Most websites are deployed to a single location. Even in a load balanced scenario, we still think of it as a single site. However, it is much rarer to find developers that have developed web sites where the same code is installed to multiple locations for multiple customers. These types of sites are truly web applications and they are a different beast than websites.

Web applications present substantially more complex design decisions that do websites. For example, you can longer “just change a label’s text” and re-deploy. You have to think about the implications of every change against all other clients. Generally, any and all customizations must be controllable via some entity outside the site such as a database or client-specific config file.

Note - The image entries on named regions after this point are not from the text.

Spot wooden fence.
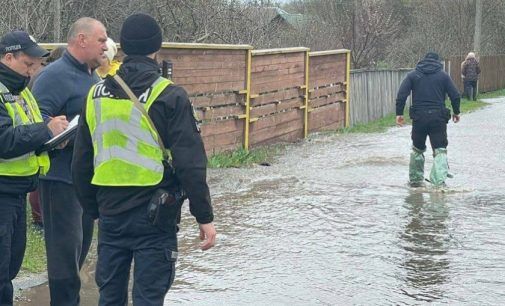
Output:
[39,43,350,155]
[159,43,349,154]
[445,55,505,92]
[350,69,411,125]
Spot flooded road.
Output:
[19,100,505,306]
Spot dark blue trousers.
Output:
[0,194,26,306]
[39,180,94,306]
[96,204,177,306]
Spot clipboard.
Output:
[35,115,80,155]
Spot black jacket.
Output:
[72,56,214,224]
[396,58,460,116]
[461,58,480,81]
[0,63,52,195]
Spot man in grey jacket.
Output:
[33,17,107,306]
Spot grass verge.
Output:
[207,145,284,168]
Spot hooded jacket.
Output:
[72,56,214,224]
[396,58,460,116]
[461,57,480,81]
[0,63,52,195]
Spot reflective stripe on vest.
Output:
[0,83,49,176]
[86,77,172,186]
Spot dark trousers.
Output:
[96,205,177,306]
[0,194,26,306]
[463,81,477,101]
[411,109,449,150]
[28,189,42,225]
[39,180,94,306]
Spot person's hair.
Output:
[45,46,67,65]
[67,17,98,43]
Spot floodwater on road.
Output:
[16,99,505,306]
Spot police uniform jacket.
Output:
[72,56,214,224]
[0,63,52,195]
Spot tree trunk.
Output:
[473,0,482,54]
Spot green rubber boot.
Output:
[430,148,449,187]
[409,146,425,187]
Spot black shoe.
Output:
[409,181,424,188]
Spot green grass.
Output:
[479,88,505,99]
[207,145,284,168]
[21,203,47,273]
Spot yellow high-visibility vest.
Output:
[0,83,49,176]
[86,77,172,186]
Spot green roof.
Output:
[275,7,309,27]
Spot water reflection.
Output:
[400,191,450,302]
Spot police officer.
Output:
[0,31,68,306]
[396,52,460,187]
[72,14,216,306]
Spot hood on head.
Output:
[416,58,442,74]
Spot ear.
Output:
[77,33,86,48]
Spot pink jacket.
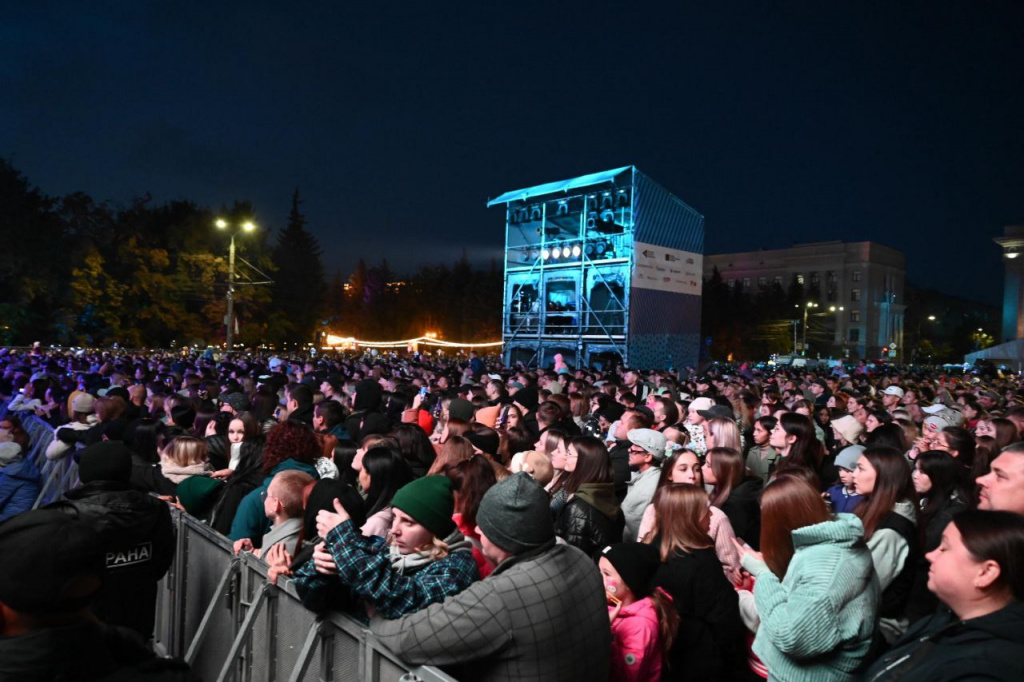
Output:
[637,505,739,583]
[608,597,662,682]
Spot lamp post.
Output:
[794,301,818,353]
[215,218,256,352]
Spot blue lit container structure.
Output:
[487,166,703,369]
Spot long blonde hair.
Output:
[708,417,743,452]
[164,436,209,467]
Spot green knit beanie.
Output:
[391,476,455,540]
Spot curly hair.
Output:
[263,421,321,474]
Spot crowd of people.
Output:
[0,349,1024,682]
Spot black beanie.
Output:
[463,428,502,457]
[78,440,131,483]
[512,386,540,412]
[476,472,555,554]
[600,543,662,599]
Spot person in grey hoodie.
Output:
[853,446,920,644]
[623,429,667,543]
[555,436,625,556]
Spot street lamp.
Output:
[214,218,256,352]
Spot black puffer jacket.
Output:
[0,623,199,682]
[863,602,1024,682]
[718,476,764,549]
[652,548,745,682]
[206,435,264,536]
[206,435,264,471]
[50,481,174,640]
[555,483,626,556]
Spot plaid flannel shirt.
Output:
[295,520,479,619]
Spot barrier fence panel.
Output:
[12,410,457,682]
[154,510,456,682]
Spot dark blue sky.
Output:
[0,0,1024,302]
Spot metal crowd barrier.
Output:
[154,503,455,682]
[8,414,456,682]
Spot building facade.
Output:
[703,242,906,361]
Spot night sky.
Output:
[0,0,1024,305]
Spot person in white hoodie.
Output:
[622,429,667,543]
[853,446,921,644]
[46,393,97,460]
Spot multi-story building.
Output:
[703,242,906,359]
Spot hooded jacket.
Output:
[48,480,175,640]
[867,501,920,642]
[862,602,1024,682]
[224,458,319,548]
[295,519,480,619]
[608,597,662,682]
[718,476,764,549]
[371,540,611,682]
[0,458,42,521]
[0,623,198,682]
[651,539,746,682]
[555,483,625,556]
[742,514,879,682]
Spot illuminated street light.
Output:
[214,218,256,352]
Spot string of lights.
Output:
[327,334,502,348]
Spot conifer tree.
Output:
[271,188,326,343]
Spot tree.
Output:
[0,159,70,343]
[269,189,326,343]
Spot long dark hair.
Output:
[914,450,971,551]
[650,483,715,562]
[128,417,166,464]
[761,474,830,580]
[362,447,414,517]
[565,436,614,495]
[939,426,984,484]
[260,413,321,474]
[391,424,435,469]
[778,412,821,472]
[856,446,916,540]
[952,510,1024,601]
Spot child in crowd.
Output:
[160,436,213,483]
[234,469,313,556]
[825,445,864,514]
[597,543,679,682]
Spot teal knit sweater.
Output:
[742,514,880,682]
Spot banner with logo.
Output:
[633,242,703,296]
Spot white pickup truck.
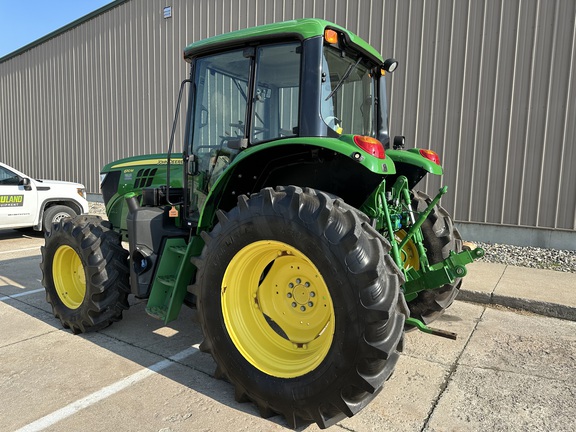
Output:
[0,162,88,231]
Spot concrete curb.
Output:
[456,290,576,321]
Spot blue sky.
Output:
[0,0,112,57]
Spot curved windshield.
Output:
[321,46,376,136]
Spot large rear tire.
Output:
[40,216,130,334]
[404,191,462,324]
[193,187,407,428]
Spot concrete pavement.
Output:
[458,261,576,321]
[0,231,576,432]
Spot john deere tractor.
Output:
[41,19,483,428]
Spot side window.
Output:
[250,43,301,143]
[0,167,20,186]
[192,50,250,177]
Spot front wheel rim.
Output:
[52,245,86,309]
[221,241,335,378]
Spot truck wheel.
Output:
[40,216,130,334]
[192,186,407,428]
[42,205,77,232]
[403,191,462,324]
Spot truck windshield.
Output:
[321,46,376,136]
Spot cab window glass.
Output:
[250,43,301,143]
[0,167,20,185]
[321,46,375,136]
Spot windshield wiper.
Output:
[324,57,362,101]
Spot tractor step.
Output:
[406,318,458,340]
[146,238,187,323]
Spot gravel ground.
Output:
[477,242,576,273]
[89,202,576,273]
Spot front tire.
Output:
[193,187,407,428]
[40,216,130,334]
[42,205,77,232]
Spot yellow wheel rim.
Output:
[221,241,335,378]
[394,230,420,270]
[52,246,86,309]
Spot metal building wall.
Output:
[0,0,576,248]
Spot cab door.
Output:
[0,166,38,228]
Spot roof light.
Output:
[324,29,338,44]
[419,149,440,165]
[354,135,386,159]
[382,58,398,73]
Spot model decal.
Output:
[0,195,24,207]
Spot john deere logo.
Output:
[0,195,24,207]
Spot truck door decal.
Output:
[0,195,24,207]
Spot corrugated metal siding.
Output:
[0,0,576,230]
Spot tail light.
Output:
[354,135,386,159]
[420,149,440,165]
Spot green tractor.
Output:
[41,19,483,428]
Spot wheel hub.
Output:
[52,245,86,309]
[221,241,335,378]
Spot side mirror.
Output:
[392,135,406,150]
[200,107,208,128]
[382,58,398,73]
[188,155,198,176]
[18,177,32,190]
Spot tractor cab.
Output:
[178,20,395,227]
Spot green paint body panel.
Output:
[386,148,443,175]
[100,153,183,232]
[184,18,383,63]
[146,236,204,324]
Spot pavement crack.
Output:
[420,307,486,432]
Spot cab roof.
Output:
[184,18,383,62]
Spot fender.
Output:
[34,197,84,231]
[199,135,396,229]
[386,148,444,189]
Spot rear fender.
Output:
[386,148,444,189]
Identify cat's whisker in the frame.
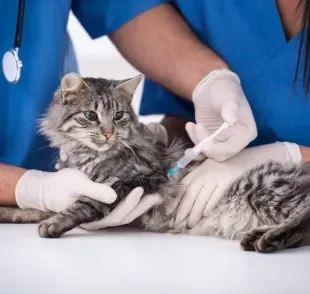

Perhaps the most useful skill a developer can learn to this end is to design all their sites to run in a directory as opposed to assuming they are running at the root of the site. This was a chore in classic ASP (one of the many reasons for everyone to stop using it). In ASP.NET, this means that all paths must be prefixed with a tilde (e.g. ~/). In some cases, you must still jump through a couple of hoops to make this work.  In .NET, with web applications, designing your applications to run in a directory gives you the ability to create a client-specific config file above the application config file like so:

/ (site root)
    Web.config  - client specific settings
    /MyApp
        Web.config - application and client-agnostic settings

A key feature in designing web applications is to ensure a "fire-and-forget" type of deployment which makes turn around on your bug fixes substantially quicker. When you post a fix, you want to be able to blow out the application directory and completely replace its contents. That means that no client specific settings can be stored within the application either in code or in its web.config file. Thanks to .NET's ability to "roll up" config files, the "only" requirement on the developer is to ensure they develop their sites with no assumptions about what is above their site's directory.